When butter is used as a cooking medium, such as for sautéeing vegetables, it complements and enhances the flavors to the food that is being cooked in it. It also adds complexity to the flavor of sauces.

The "Smoke Point" of Butter

While its flavor is highly prized in cooking, there are drawbacks to cooking with butter. For one, it has the lowest low smoke point of any form of fat. The smoke point is the temperature at which a fat starts to smoke when heated. Butter starts to smoke at around 350°F.

Sautéeing is a form of cooking that uses very high temperatures (400°F or hotter), so it's common to use a combination of butter and some other oil, like canola or safflower.

What is Clarified Butter?

Another way to cook with butter at higher temperatures is to use clarified butter. Clarified butter is the pure, golden butterfat from which the milk solids and water have been removed. Because it's the milk solids that burn the fastest, pure butterfat can be heated much higher (around 450°F) before it starts to smoke.

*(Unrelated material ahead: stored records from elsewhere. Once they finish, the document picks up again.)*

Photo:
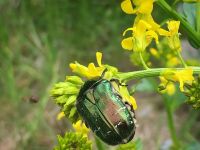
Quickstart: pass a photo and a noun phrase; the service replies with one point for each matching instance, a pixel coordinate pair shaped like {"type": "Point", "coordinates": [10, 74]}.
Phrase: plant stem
{"type": "Point", "coordinates": [192, 34]}
{"type": "Point", "coordinates": [151, 73]}
{"type": "Point", "coordinates": [181, 59]}
{"type": "Point", "coordinates": [143, 62]}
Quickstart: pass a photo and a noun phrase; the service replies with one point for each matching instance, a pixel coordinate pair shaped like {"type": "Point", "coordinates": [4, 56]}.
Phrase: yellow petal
{"type": "Point", "coordinates": [127, 7]}
{"type": "Point", "coordinates": [170, 89]}
{"type": "Point", "coordinates": [173, 26]}
{"type": "Point", "coordinates": [99, 58]}
{"type": "Point", "coordinates": [129, 29]}
{"type": "Point", "coordinates": [127, 43]}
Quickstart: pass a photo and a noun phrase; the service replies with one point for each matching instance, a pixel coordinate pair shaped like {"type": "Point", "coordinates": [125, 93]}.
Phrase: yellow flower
{"type": "Point", "coordinates": [154, 52]}
{"type": "Point", "coordinates": [172, 35]}
{"type": "Point", "coordinates": [181, 76]}
{"type": "Point", "coordinates": [80, 127]}
{"type": "Point", "coordinates": [60, 115]}
{"type": "Point", "coordinates": [142, 36]}
{"type": "Point", "coordinates": [91, 71]}
{"type": "Point", "coordinates": [140, 6]}
{"type": "Point", "coordinates": [123, 91]}
{"type": "Point", "coordinates": [126, 96]}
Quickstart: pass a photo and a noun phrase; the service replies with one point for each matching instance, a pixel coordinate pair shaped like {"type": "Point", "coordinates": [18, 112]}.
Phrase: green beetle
{"type": "Point", "coordinates": [105, 112]}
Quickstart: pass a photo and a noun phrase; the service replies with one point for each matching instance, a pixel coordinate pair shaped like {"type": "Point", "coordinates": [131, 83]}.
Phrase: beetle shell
{"type": "Point", "coordinates": [104, 111]}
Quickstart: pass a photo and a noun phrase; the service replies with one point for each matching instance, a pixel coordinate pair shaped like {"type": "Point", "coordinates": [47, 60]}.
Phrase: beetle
{"type": "Point", "coordinates": [105, 112]}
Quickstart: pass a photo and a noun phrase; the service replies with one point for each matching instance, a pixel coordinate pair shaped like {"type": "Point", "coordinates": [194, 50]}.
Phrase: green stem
{"type": "Point", "coordinates": [99, 144]}
{"type": "Point", "coordinates": [170, 120]}
{"type": "Point", "coordinates": [143, 62]}
{"type": "Point", "coordinates": [198, 17]}
{"type": "Point", "coordinates": [150, 73]}
{"type": "Point", "coordinates": [181, 59]}
{"type": "Point", "coordinates": [192, 34]}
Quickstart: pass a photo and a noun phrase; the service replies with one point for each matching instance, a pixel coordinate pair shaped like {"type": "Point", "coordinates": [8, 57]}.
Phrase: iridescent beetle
{"type": "Point", "coordinates": [105, 112]}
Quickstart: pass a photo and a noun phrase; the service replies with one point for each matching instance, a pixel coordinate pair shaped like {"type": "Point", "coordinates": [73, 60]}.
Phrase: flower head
{"type": "Point", "coordinates": [72, 141]}
{"type": "Point", "coordinates": [137, 6]}
{"type": "Point", "coordinates": [166, 86]}
{"type": "Point", "coordinates": [172, 35]}
{"type": "Point", "coordinates": [141, 37]}
{"type": "Point", "coordinates": [181, 76]}
{"type": "Point", "coordinates": [79, 126]}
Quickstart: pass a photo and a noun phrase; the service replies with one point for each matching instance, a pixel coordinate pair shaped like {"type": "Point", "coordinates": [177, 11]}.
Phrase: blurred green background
{"type": "Point", "coordinates": [38, 39]}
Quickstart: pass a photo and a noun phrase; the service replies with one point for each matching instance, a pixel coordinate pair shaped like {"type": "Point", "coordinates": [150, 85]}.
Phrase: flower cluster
{"type": "Point", "coordinates": [192, 91]}
{"type": "Point", "coordinates": [145, 29]}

Clarified butter is also preferred for making a roux, which is one of the most common ways of thickening a sauce. Clarified butter is better for this because the water in ordinary butter can cause an emulsified sauce like Hollandaise to separate.

Baking with Butter

When preparing pastry and pie crusts, butter can make the dough slightly more difficult to work with because it's harder than shortening. On the other hand, shortening doesn't have any flavor. And as I mentioned above, shortening can leave a greasy feeling in your mouth. As a compromise, some bakers use a combination of butter and shortening.

Remember also that shortening is pure fat, whereas butter is only about 80 percent fat. So if you substitute one for the other, keep in mind that shortening has 20 percent more fat by weight, while butter brings additional water to the mixture, which could affect how the recipe turns out.

There's also a product called European butter, which can goo as high as 82–86 percent fat. In addition to being more flavorful, European butter is also better for making flaky pie dough or puff pastry.